Bob Crow has unfortunately made ambivalent statements about chancellor, Gordon Brown. He was reported by the Financial Times as saying that Brown was "closer to the working class" than Blair. However, Brown is no real alternative. A few weeks ago he once more elaborated his mantra of support for capitalism, the market, berating the ‘old left’ for its ‘fetish’ in supporting the public sector. He argued that New Labour "now had a radically different view of markets to the one it held in the past". He is the most enthusiastic advocate of PFI in the cabinet, although he has clashed with the health secretary, Alan Milburn, over the ‘foundation hospitals’ proposal. There are certain illusions amongst workers and trade unionists, however, that he harkens for a return to ‘Old Labour’ principles, because of the recent boost in public expenditure which he sanctioned. Nothing could be further from the truth: the election of Brown as New Labour’s leader after Blair’s resignation or overthrow would mean a continuation of the ‘project’ (with minor variations) with all that would mean for the working class of Britain.

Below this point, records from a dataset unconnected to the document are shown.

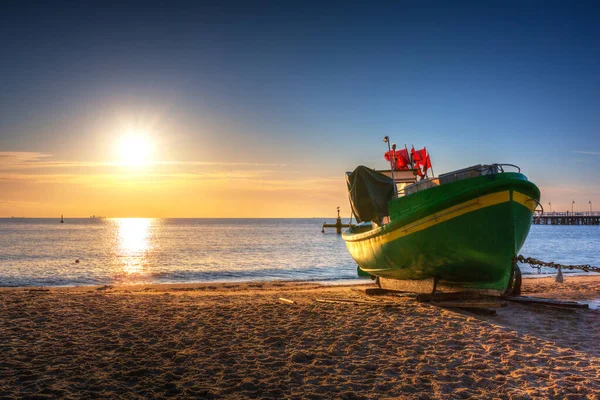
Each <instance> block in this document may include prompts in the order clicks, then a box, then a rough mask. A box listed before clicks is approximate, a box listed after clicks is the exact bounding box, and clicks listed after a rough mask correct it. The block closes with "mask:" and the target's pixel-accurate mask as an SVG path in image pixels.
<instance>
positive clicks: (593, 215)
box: [533, 211, 600, 225]
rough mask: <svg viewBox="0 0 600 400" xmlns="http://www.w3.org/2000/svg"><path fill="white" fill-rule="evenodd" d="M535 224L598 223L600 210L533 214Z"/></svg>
mask: <svg viewBox="0 0 600 400" xmlns="http://www.w3.org/2000/svg"><path fill="white" fill-rule="evenodd" d="M533 223H534V224H536V225H600V211H586V212H568V211H567V212H547V213H544V214H542V215H534V216H533Z"/></svg>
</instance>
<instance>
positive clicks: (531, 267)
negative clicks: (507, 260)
mask: <svg viewBox="0 0 600 400" xmlns="http://www.w3.org/2000/svg"><path fill="white" fill-rule="evenodd" d="M514 261H518V262H522V263H526V264H529V266H530V267H531V268H537V270H538V273H541V271H542V267H549V268H556V269H560V268H563V269H570V270H573V269H580V270H582V271H584V272H590V271H591V272H598V273H600V267H594V266H592V265H589V264H583V265H562V264H558V263H552V262H550V263H549V262H544V261H540V260H536V259H535V258H531V257H524V256H522V255H521V254H519V255H518V256H517V257H514Z"/></svg>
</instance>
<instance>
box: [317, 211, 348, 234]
mask: <svg viewBox="0 0 600 400" xmlns="http://www.w3.org/2000/svg"><path fill="white" fill-rule="evenodd" d="M337 211H338V217H337V219H336V220H335V224H328V223H327V222H323V226H322V227H321V232H322V233H325V228H335V233H337V234H338V235H341V234H342V228H352V227H353V226H354V224H352V218H350V222H349V223H347V224H344V223H342V217H340V208H339V207H338V208H337Z"/></svg>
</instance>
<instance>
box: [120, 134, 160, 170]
mask: <svg viewBox="0 0 600 400" xmlns="http://www.w3.org/2000/svg"><path fill="white" fill-rule="evenodd" d="M153 150H154V149H153V144H152V141H151V140H150V138H149V137H147V136H146V135H143V134H130V135H127V136H124V137H122V138H121V140H120V141H119V144H118V153H119V159H120V161H121V162H122V163H123V164H125V165H132V166H139V165H144V164H147V163H148V162H149V161H150V157H151V156H152V151H153Z"/></svg>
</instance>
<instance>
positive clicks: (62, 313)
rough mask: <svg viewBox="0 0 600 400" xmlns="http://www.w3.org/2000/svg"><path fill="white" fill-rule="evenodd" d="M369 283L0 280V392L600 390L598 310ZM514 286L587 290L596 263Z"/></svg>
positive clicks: (81, 396) (134, 394)
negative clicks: (17, 284)
mask: <svg viewBox="0 0 600 400" xmlns="http://www.w3.org/2000/svg"><path fill="white" fill-rule="evenodd" d="M374 286H375V285H374V284H370V285H347V286H324V285H320V284H317V283H312V282H287V283H281V282H246V283H243V284H239V283H220V284H211V283H206V284H166V285H165V284H154V285H135V286H132V285H129V286H128V285H115V286H112V287H109V286H85V287H67V288H64V287H63V288H48V289H43V290H39V289H36V288H27V287H26V288H4V289H3V290H0V308H1V310H2V317H1V318H0V334H1V335H2V337H3V340H2V341H0V398H7V399H12V398H15V399H16V398H22V397H26V396H35V397H36V398H98V397H103V398H105V397H110V398H114V397H126V398H140V399H142V398H162V397H173V398H190V397H200V398H231V399H239V398H262V399H275V398H277V399H279V398H289V399H304V398H314V399H317V398H319V399H320V398H336V399H338V398H342V399H380V398H408V399H412V398H430V399H438V398H439V399H445V398H473V397H478V398H492V397H499V398H584V397H587V398H598V397H600V382H599V381H598V379H597V377H598V376H600V348H598V346H597V343H598V342H600V311H594V310H582V309H568V310H567V309H558V308H554V307H545V306H529V305H522V304H516V303H513V302H509V304H508V305H507V306H506V307H503V308H500V309H498V315H496V316H480V315H475V314H471V313H469V312H466V311H456V310H450V309H445V308H440V307H436V306H432V305H430V304H427V303H417V302H416V301H414V299H412V298H409V297H406V296H367V295H366V294H365V293H364V290H359V289H361V288H363V289H364V288H367V287H374ZM523 289H524V290H523V294H524V295H531V296H538V297H552V298H560V299H573V300H585V299H591V298H597V297H600V277H589V276H583V277H572V278H571V277H569V278H567V279H565V283H563V284H557V283H555V282H554V278H543V279H527V280H524V283H523ZM280 298H285V299H288V300H291V301H293V302H294V304H290V303H288V302H285V301H282V300H280ZM327 298H330V299H331V298H338V299H339V298H343V299H349V300H355V301H356V300H358V301H359V302H360V301H368V302H369V303H363V304H360V303H323V302H319V301H317V300H318V299H327ZM373 302H375V303H376V302H388V303H389V302H391V303H393V304H392V305H390V306H386V307H378V306H376V305H374V304H373Z"/></svg>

Too much time has been wasted already since 1997. The price for prevarication will be paid by the British working class if the trade unions and authoritative figures don’t act now. The time when Labour could be changed by the mobilisation of forces from within and into Labour has long gone. The channels for organising such a change have been blocked up, dynamited in some cases, which makes it impossible to organisationally break the grip of the Blairites.

To his credit, this is recognised by George Galloway. His threat that the Labour Party would split should Blair go to war, leading to an attempt to ‘refound the Labour Party’ on socialist principles, is still posed as an initiative to take place under the signboard of ‘Labour’, probably designed to attract Labour dissidents. This may not be of decisive significance particularly for a transitional organisation, which is what George Galloway’s idea probably implies, but it is not the best one. It may pull in, as Socialist Party councillor and former Labour MP Dave Nellist has commented, perhaps a few thousand existing older Labour Party members, but will not be attractive to the young fresh layers who poured onto the streets of London on February 15. They need a new, clean banner, with a clear commitment to fighting capitalism and for a new socialist society.

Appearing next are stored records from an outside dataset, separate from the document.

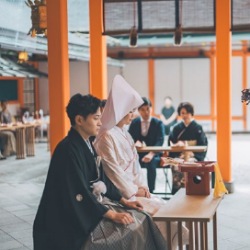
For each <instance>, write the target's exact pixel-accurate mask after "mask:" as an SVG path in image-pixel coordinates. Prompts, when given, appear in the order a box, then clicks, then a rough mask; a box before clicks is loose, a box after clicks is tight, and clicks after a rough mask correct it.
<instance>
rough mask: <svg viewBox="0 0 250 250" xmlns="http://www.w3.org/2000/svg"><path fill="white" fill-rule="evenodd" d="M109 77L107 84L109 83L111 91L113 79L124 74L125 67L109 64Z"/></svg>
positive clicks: (108, 67)
mask: <svg viewBox="0 0 250 250" xmlns="http://www.w3.org/2000/svg"><path fill="white" fill-rule="evenodd" d="M107 70H108V74H107V75H108V78H107V85H108V92H107V93H109V91H110V88H111V86H112V83H113V79H114V77H115V76H116V75H117V74H119V75H123V69H122V67H116V66H110V65H109V66H108V69H107Z"/></svg>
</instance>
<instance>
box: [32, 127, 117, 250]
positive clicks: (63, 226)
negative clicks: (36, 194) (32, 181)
mask: <svg viewBox="0 0 250 250" xmlns="http://www.w3.org/2000/svg"><path fill="white" fill-rule="evenodd" d="M98 177H99V179H101V180H102V181H104V182H105V184H106V186H107V193H106V196H107V197H108V198H110V199H112V200H116V201H119V200H120V199H121V195H120V192H119V191H118V190H117V189H116V187H115V186H114V185H113V184H112V182H111V181H110V180H109V179H108V178H107V177H106V176H105V175H104V173H103V171H100V174H99V176H98V171H97V166H96V161H95V158H94V156H93V154H92V153H91V151H90V150H89V148H88V146H87V144H86V143H85V141H84V140H83V139H82V137H81V136H80V134H79V133H78V132H77V131H76V130H74V129H73V128H71V130H70V131H69V133H68V136H66V137H65V138H64V139H63V140H62V141H61V142H60V143H59V144H58V145H57V147H56V149H55V151H54V154H53V156H52V159H51V162H50V166H49V171H48V176H47V180H46V183H45V187H44V191H43V195H42V198H41V202H40V205H39V207H38V211H37V215H36V218H35V221H34V226H33V238H34V250H80V248H81V246H82V245H83V243H84V242H85V241H86V240H87V238H88V236H89V234H90V232H91V231H92V230H93V229H94V228H95V227H96V225H97V224H98V223H99V222H100V220H102V218H103V215H104V214H105V213H106V212H107V208H106V207H105V206H103V205H102V204H100V203H99V202H98V201H97V200H96V198H95V196H94V195H93V194H92V189H91V182H92V181H93V180H96V179H98Z"/></svg>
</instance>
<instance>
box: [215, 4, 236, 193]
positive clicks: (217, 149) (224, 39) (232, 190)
mask: <svg viewBox="0 0 250 250" xmlns="http://www.w3.org/2000/svg"><path fill="white" fill-rule="evenodd" d="M230 28H231V0H224V1H216V90H217V95H216V96H217V161H218V163H219V166H220V169H221V174H222V177H223V180H224V182H225V184H226V186H227V188H228V190H229V192H233V183H232V169H231V57H232V50H231V31H230Z"/></svg>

The Socialist Party will argue the case for this if debates on Galloway’s ideas open up in the next period. But the kernel of the proposal, for a break from Labour and the construction of a political alternative, is more important than the outer shell, a temporary label. What is vital now, while the mood on the war and other issues is white hot, is for George Galloway, and any other left MPs and trade union leaders who support his call, to take firm political and organisational steps to bring to fruition what could be a vital step forward for the British working-class movement.

The mistakes of Scargill, and the narrow cul-de-sac which the SWP-dominated Socialist Alliance has also unfortunately become, need to be avoided at all costs. Organisational proposals on the precise form of this alternative should be kept to a minimum at this stage but it must be open to all on the left and, by necessity, federal in character. British workers should borrow from the best examples of their brothers and sisters worldwide. The construction of a mighty mass party, which stood clearly under the signboard of socialism in the first instance, the Workers Party (PT) in Brazil, began its life in a series of ‘assemblies’ where the idea of such a party was propagated by authoritative figures such as Lula, then a workers’ leader. Similarly George Galloway, who has assumed great prominence and authority as one of the main spokespersons of the anti-war movement, together with left trade union leaders and other authoritative figures such as Dave Nellist, could play such a role now in Britain. If they speak with one voice on the need for a new formation, for a political and organisational break with the Labour Party, then this would resonate throughout the length and breadth of Britain. A new chapter could then be opened for the working class.